A Snake of June (Rokugatsu no hebi, 2002) di Shinya Tsukamoto

Rinko è una giovane donna sposata con Shigehiko, uomo ricco e molto più vecchio di lei, con cui non ha più rapporti sessuali da anni. L’inerzia della sua vita viene spezzata da un maniaco che la perseguita con un piano ricattatorio, minacciando di mostrare a tutti delle foto in suo possesso che la ritraggono in atti masturbatori. In cambio del suo silenzio il misterioso individuo costringe Rinko ad atteggiamenti sempre più spregiudicati dal punto di vista sessuale, coinvolgendola in un morboso gioco erotico in cui, ben presto, coinvolgerà anche il marito. In breve tempo il maniaco diventerà il regista nascosto della nuova perversa vita sessuale dei due coniugi. Potente dramma visionario del talentuoso Tsukamoto, sotto forma di apologo, sofisticato e “maledetto”, sulla malattia e sulla carne. Sono infatti questi, più che il sesso, i veri cardini di questo film estremo ed intimamente violento, perché tutti i protagonisti del “triangolo” sono malati, nel corpo o nell’anima, in maniera differente ed il sordido “gioco” messo in atto dal misterioso deus ex machina vale come viscerale invito affinché l’uomo si riappropri della sua carnalità e della sua capacità di vivere intensamente le pulsioni. In un mondo malato (di tecnologia, di materialismo, di indifferenza e di noia) l’esortazione al recupero di una sessualità corporea vale come un monito di possente valenza profetica. Ricco di allegorie, di invenzioni visive e di ossessioni psicologiche (il voyeurismo dello sguardo) si avvale di un’estetica sontuosa (la splendida fotografia in bianco e nero che vira nel blu) e di ambientazioni di grande fascino simbolico. La pioggia (l’acqua è uno degli elementi iconici più evidenti dell’opera) è una sorta di autentico coprotagonista e, per questo, la pellicola è stata girata nel mese di giugno che, in Giappone, coincide con la stagione delle piogge torrenziali.
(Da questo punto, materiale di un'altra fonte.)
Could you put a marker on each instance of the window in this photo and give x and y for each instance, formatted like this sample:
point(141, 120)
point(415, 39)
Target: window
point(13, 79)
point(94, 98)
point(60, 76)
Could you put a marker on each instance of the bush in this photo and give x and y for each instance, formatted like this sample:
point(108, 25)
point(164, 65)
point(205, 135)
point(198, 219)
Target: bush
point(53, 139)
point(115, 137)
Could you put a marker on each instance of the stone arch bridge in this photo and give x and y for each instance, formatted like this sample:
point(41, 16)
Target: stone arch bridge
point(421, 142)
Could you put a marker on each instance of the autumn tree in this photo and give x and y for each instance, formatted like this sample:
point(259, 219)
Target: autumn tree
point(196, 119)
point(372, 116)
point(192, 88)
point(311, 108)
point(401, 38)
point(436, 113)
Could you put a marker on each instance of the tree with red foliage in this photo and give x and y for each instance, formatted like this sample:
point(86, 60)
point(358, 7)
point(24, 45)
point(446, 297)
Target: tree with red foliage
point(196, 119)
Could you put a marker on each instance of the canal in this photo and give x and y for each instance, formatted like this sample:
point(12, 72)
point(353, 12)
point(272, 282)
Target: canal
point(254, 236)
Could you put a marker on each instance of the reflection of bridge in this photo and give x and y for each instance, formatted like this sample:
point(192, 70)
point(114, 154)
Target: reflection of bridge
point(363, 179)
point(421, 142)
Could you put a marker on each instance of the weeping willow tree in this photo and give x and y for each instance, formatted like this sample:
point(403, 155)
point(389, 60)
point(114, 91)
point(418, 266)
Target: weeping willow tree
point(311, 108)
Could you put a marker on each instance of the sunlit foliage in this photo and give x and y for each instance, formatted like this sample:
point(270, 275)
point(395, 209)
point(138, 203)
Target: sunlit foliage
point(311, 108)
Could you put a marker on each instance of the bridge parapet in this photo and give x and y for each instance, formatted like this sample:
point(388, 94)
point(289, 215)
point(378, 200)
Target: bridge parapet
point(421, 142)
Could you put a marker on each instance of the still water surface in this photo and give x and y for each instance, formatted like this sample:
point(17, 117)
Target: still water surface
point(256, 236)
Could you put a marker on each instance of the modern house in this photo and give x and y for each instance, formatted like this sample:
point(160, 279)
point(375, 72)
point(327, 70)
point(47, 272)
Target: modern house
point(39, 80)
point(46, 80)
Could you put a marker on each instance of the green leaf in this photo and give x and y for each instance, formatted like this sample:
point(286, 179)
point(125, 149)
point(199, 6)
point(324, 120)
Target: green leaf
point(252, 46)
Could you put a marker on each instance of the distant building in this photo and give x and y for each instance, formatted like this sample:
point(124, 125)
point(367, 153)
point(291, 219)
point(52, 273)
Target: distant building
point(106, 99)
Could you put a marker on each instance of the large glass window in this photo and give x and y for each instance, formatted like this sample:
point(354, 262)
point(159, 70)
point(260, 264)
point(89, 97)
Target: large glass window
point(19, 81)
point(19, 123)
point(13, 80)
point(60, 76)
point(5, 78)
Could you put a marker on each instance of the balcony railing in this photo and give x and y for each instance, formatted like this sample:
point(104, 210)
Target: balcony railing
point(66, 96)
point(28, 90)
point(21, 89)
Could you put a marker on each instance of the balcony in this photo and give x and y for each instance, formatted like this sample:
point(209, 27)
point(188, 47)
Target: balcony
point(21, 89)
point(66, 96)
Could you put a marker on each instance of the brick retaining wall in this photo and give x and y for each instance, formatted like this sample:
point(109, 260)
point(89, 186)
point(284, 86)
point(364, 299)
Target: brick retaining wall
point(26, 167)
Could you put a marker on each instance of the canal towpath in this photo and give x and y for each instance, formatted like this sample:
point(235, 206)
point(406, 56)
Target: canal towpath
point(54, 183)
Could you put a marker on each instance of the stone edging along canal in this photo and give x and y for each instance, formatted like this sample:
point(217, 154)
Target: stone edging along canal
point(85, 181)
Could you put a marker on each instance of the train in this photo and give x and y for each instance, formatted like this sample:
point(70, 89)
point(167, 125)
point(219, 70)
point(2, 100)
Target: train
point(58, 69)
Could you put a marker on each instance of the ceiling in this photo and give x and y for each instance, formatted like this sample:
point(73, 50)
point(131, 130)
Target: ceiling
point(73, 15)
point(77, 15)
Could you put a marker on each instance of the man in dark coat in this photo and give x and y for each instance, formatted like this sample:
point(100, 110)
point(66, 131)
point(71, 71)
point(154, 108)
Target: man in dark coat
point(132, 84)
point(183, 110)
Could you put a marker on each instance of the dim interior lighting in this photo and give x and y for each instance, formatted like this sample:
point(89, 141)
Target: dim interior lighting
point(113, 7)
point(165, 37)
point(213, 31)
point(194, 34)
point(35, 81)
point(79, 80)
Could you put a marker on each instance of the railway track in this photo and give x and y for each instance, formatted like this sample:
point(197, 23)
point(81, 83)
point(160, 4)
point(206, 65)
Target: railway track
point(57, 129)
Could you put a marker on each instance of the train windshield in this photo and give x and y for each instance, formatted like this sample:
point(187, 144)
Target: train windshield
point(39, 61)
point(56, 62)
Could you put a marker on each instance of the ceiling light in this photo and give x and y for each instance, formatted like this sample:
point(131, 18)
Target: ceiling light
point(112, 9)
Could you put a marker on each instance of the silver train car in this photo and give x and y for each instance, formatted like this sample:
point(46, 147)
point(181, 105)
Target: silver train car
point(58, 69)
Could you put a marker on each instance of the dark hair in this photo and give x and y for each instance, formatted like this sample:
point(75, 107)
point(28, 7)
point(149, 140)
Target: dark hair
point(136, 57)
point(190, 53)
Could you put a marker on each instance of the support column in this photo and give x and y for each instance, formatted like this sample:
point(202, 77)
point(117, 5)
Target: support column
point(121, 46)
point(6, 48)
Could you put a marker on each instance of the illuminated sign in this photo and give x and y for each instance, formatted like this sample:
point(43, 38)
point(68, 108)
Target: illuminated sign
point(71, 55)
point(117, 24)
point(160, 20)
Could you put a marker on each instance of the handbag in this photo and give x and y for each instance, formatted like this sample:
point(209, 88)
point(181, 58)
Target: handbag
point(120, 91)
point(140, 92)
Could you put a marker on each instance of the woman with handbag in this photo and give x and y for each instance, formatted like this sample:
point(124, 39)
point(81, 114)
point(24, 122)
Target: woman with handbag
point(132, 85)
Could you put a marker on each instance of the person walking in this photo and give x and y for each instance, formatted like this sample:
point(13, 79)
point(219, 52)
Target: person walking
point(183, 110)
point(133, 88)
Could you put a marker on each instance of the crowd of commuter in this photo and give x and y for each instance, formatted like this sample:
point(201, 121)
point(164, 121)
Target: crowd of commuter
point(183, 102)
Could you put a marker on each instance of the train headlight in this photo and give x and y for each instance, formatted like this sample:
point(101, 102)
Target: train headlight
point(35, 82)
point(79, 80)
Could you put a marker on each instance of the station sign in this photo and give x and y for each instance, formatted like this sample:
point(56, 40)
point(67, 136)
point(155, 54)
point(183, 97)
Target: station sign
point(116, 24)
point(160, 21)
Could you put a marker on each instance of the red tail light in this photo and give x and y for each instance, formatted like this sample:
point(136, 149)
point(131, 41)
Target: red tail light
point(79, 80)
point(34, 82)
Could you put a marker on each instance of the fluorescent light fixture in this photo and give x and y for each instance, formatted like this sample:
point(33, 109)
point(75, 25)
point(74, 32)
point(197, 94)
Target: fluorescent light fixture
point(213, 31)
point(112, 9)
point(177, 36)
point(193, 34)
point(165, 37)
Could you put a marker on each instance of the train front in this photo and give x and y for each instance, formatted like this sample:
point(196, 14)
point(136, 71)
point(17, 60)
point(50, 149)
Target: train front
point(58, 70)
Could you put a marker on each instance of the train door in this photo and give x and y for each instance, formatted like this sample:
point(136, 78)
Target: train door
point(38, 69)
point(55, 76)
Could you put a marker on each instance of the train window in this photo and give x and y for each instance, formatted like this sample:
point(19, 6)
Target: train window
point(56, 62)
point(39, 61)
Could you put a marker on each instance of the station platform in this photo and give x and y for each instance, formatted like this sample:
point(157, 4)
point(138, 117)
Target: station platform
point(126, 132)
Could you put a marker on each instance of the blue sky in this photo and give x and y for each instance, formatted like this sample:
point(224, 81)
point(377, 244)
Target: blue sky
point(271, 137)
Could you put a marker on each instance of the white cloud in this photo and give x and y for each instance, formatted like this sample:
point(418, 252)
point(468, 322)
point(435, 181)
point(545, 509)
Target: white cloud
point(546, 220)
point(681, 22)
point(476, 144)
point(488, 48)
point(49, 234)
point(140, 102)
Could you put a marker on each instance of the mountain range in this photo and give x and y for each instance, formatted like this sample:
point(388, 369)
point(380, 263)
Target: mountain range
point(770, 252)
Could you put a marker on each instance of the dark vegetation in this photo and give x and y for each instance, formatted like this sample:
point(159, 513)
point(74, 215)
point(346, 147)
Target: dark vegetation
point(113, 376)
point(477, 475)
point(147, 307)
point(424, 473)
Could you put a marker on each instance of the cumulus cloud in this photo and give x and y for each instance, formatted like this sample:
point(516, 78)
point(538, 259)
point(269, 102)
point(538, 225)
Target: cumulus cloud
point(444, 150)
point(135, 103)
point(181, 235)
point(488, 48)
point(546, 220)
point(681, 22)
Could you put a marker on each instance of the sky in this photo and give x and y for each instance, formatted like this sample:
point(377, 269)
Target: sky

Premiato al Festival del Cinema di Venezia con il Premio Speciale della Giuria nella sezione Concorso Controcorrente, è stato il primo film del regista ad essere distribuito nelle sale italiane. E come per tutte le sue opere anche per questa, torbida, geniale e disturbante, non sono ammesse le mezze misure: o la si ama o la si odia.